This feels more like a eulogy for a great and adored hero than it does a Final Drive report.

The 2015 R8 V10 Spyder represents the end of an era for super cars. As computerized technology is now the answer to achieving better performance rather than adding more power, or (perish the thought!) increased driver skill, we will never see another new machine like this Audi halo car.

Before the R8 follows suit with the tech for efficiency and speed mantra – and be assured the new car will surely be quicker, faster, more efficient, taste great and be less filling – let’s celebrate what makes a car like the R8 a true super car.

There is the performance, of course, and in this case, the numbers are still formidable. 0-100 km/h in about 4 seconds and a top speed of 313 km/h remain very impressive and in line with other big-buck Euro sports machines. And the R8 still has the looks to turn a lot of heads, even when finished in the rather subdued Suzuka Grey hue of our test car. In Spyder format, the oft-controversial side strakes are omitted leaving just a low, wide and striking form. A bright orange Lamborghini Huracan or red Ferrari 488 will drop more jaws, but even after all these years, the R8 has not lost an ounce of its sex appeal.

This R8 transcends the trivialities of on-paper performance figures and fashion for something far greater: a fully involved and immersive driving experience. This is not the car one buys to gain the advantage over his or her wealthy friends in posting fastest laps at the local track. Nor is it even the car that will always be guaranteed the primo valet spot up front.

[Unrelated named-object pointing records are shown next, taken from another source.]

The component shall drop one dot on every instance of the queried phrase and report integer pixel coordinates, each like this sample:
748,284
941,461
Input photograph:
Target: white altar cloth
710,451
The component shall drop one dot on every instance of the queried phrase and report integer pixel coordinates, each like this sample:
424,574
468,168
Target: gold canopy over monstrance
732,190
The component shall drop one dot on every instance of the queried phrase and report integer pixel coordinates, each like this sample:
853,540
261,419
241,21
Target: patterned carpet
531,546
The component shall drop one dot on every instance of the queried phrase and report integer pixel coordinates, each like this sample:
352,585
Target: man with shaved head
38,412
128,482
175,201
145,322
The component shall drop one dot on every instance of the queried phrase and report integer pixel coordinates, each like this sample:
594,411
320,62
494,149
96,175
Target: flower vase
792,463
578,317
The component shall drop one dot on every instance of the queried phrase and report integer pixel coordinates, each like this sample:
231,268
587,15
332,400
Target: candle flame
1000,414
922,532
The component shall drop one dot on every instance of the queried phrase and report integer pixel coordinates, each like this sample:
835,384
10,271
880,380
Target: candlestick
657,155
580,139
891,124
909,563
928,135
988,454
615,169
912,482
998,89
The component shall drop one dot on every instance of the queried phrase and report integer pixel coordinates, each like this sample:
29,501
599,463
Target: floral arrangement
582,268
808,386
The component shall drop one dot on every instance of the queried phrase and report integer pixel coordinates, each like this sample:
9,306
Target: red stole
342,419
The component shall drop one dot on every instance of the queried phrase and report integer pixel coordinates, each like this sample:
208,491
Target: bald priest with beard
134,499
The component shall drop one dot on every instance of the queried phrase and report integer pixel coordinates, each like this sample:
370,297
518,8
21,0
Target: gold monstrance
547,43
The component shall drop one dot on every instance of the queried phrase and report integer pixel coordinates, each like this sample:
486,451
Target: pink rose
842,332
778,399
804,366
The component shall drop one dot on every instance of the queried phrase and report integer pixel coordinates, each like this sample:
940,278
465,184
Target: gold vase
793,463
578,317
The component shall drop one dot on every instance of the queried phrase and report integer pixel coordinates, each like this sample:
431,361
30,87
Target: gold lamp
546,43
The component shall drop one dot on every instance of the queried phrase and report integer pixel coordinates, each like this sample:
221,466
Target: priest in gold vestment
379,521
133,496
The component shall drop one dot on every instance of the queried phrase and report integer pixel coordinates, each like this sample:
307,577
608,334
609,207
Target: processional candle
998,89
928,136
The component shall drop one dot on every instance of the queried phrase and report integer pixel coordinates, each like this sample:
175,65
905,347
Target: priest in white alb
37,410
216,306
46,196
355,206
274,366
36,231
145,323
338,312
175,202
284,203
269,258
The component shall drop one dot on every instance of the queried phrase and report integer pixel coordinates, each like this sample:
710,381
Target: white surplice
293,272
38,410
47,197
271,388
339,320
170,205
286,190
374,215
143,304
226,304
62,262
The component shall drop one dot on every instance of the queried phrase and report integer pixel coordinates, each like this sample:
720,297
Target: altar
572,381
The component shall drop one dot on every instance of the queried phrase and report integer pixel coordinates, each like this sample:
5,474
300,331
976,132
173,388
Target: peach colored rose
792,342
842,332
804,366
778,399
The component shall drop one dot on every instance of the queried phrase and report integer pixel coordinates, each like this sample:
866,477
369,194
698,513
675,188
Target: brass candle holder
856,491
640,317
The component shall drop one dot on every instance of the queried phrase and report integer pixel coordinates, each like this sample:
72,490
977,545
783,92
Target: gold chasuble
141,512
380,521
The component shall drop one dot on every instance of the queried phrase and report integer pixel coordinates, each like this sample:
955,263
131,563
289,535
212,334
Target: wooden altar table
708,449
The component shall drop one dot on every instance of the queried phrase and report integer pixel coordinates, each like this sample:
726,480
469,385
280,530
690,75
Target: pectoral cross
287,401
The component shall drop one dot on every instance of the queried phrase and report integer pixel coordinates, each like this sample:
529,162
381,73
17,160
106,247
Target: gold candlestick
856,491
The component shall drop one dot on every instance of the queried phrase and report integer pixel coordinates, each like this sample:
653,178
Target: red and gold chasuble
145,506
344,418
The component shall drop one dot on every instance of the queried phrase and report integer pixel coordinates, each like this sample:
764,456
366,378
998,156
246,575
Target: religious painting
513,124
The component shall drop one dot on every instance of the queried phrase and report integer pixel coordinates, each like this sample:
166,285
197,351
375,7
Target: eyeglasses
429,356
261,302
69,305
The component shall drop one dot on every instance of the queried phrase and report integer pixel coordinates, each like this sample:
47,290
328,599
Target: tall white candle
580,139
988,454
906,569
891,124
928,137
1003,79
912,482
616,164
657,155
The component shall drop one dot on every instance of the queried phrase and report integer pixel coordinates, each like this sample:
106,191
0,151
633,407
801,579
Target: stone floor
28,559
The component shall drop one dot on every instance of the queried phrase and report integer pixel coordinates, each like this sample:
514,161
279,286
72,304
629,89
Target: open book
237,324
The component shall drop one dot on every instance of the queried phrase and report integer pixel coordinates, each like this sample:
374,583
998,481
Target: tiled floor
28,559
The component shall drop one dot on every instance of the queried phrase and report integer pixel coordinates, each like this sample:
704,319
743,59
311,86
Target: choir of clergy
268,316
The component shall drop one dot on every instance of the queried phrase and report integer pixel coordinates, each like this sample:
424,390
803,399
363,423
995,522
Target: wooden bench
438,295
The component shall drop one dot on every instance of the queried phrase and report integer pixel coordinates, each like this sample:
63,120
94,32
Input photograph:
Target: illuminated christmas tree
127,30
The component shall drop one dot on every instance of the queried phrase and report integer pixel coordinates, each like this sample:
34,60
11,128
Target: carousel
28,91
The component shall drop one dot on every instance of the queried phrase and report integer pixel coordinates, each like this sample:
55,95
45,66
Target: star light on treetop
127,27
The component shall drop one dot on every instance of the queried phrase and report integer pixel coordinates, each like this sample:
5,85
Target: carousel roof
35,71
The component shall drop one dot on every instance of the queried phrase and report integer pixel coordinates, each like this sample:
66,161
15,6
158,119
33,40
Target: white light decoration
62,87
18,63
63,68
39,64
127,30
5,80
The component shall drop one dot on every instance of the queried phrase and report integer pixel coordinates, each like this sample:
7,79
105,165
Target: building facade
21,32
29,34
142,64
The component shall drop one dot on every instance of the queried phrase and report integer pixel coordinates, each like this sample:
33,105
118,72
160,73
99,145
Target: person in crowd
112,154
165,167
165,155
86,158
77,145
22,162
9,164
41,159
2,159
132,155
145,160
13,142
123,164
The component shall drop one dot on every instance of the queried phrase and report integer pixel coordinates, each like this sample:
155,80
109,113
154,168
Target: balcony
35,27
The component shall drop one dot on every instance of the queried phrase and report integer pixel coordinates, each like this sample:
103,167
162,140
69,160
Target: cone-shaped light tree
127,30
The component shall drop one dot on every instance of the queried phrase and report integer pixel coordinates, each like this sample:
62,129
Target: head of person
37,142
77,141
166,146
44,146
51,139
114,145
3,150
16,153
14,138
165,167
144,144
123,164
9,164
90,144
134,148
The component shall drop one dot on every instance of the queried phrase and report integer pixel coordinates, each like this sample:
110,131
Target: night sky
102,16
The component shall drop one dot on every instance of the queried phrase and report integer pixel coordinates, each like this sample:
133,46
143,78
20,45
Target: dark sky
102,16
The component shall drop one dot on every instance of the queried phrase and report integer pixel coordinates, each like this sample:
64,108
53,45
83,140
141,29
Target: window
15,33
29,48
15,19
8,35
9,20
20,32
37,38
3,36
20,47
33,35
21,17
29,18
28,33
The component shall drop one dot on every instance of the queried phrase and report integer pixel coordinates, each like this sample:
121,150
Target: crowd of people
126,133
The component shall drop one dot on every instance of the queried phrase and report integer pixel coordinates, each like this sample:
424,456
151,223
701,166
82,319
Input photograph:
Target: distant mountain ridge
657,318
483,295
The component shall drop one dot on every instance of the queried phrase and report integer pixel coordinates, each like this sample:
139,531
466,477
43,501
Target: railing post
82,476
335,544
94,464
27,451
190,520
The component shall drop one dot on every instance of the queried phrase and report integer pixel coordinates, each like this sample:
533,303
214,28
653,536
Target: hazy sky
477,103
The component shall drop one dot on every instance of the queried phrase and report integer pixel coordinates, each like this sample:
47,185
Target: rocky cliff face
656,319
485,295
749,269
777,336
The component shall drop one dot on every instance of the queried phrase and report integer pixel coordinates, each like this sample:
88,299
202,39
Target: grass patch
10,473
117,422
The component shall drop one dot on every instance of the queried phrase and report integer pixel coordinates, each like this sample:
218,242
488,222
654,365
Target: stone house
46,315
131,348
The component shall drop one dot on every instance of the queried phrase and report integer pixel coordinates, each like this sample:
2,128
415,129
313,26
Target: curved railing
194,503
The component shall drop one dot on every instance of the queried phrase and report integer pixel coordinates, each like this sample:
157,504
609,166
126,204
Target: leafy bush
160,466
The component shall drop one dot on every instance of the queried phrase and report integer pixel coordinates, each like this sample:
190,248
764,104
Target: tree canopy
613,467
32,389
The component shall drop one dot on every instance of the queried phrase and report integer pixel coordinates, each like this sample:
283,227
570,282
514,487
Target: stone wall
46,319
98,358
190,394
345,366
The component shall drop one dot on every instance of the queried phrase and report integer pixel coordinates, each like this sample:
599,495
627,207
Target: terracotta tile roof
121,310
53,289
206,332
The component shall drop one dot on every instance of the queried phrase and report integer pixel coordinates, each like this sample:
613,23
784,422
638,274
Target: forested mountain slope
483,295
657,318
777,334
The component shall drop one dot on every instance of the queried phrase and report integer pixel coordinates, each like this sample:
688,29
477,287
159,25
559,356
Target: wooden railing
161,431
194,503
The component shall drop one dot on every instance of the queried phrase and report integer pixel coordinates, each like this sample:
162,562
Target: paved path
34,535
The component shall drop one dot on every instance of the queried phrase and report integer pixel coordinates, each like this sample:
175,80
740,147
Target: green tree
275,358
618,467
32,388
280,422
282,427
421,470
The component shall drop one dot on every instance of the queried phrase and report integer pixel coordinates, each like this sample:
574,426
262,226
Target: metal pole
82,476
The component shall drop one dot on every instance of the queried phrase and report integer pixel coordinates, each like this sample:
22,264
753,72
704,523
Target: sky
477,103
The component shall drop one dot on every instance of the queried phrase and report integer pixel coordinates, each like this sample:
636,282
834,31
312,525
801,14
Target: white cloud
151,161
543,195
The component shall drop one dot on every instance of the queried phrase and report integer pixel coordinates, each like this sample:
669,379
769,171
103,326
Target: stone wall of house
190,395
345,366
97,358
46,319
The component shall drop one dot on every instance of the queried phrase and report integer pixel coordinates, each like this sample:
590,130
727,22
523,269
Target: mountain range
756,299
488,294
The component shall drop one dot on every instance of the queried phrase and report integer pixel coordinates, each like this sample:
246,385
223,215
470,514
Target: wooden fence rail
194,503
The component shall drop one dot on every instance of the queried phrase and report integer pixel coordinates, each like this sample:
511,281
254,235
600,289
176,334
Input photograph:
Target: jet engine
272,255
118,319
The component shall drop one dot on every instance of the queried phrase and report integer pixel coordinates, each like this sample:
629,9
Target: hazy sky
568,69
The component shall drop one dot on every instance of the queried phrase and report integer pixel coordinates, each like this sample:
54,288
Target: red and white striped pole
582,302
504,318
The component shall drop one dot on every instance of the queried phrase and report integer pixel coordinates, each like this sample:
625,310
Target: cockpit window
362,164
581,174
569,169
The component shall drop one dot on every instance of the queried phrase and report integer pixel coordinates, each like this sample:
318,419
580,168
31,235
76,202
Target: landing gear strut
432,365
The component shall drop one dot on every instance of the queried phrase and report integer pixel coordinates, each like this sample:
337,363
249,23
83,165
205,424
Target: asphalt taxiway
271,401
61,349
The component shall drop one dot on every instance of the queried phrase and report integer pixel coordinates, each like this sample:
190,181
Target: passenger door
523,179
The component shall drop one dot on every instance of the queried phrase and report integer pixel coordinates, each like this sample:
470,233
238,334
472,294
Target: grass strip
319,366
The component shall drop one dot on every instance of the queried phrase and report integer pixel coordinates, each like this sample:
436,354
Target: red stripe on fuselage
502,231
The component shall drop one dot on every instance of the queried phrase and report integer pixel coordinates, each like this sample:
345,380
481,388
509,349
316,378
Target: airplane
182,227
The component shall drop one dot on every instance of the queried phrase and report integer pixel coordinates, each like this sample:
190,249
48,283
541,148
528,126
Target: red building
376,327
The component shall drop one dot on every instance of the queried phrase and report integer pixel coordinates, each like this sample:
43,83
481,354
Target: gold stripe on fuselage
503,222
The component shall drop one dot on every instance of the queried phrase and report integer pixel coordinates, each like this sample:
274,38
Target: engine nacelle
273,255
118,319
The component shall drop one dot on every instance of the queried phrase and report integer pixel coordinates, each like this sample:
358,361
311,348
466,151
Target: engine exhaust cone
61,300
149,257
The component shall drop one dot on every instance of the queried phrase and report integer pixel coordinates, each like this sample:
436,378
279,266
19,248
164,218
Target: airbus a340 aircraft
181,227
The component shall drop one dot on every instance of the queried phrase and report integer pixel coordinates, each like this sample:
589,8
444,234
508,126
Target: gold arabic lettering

Rather, this is the car that conjures up images and sensations of what it might’ve been like to be a Le Mans driver decades ago. Or maybe you’d imagine being a spy in the coolest action film, making a getaway from the villains. Or just the rich playboy (or girl) going for a rip up the coast with your supermodel trophy seated next to you. It is so much more than a machine – it’s a device of passion that taps into your fantasies and directly into the driver’s nervous system.

The Next Generation: First Drive: 2017 Audi R8

Take the steering, for example. It’s not the numbed experience we’ve grown to accept from modern electric units. It’s wholly and truly alive in the driver’s hands, buzzing and squirming and transmitting every single detail of the road surface and what the tires are doing there. Steering inputs are measured in imperceptible thoughts, a dimension far smaller and more precise than anything metric. It’s a throwback experience for those who have forgotten what purity in steering used to be in some of the finest sporting machines from an earlier time.